Some queer undergraduates say that they would like to see a Harvard where the student body and the administration consciously work toward full cohesion between the straight and gay communities.

“There’s a difference between tolerance, which is passive, and acceptance, which is active,” Chou says.

A CULTURAL DIVIDE

Some point to the paucity of straight allies participating in the QSA to indicate the College’s lack of true integration. In the past few years the group’s board members have included only a handful of straight allies, according to Wang.

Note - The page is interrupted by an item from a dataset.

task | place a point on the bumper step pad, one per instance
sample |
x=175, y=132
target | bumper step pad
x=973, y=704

“Heterosexism is subtle enough. If it doesn’t feel like an assault on your own identity, it’s hard to recognize it on a day to day basis,” Chou says, proposing an explanation for the lack of vocal allies on campus.

The QSA’s social functions are poorly attended by straight supporters, according to Wang. She says that she hopes to bolster the number of active allies in the QSA by holding several events specifically targeting allies.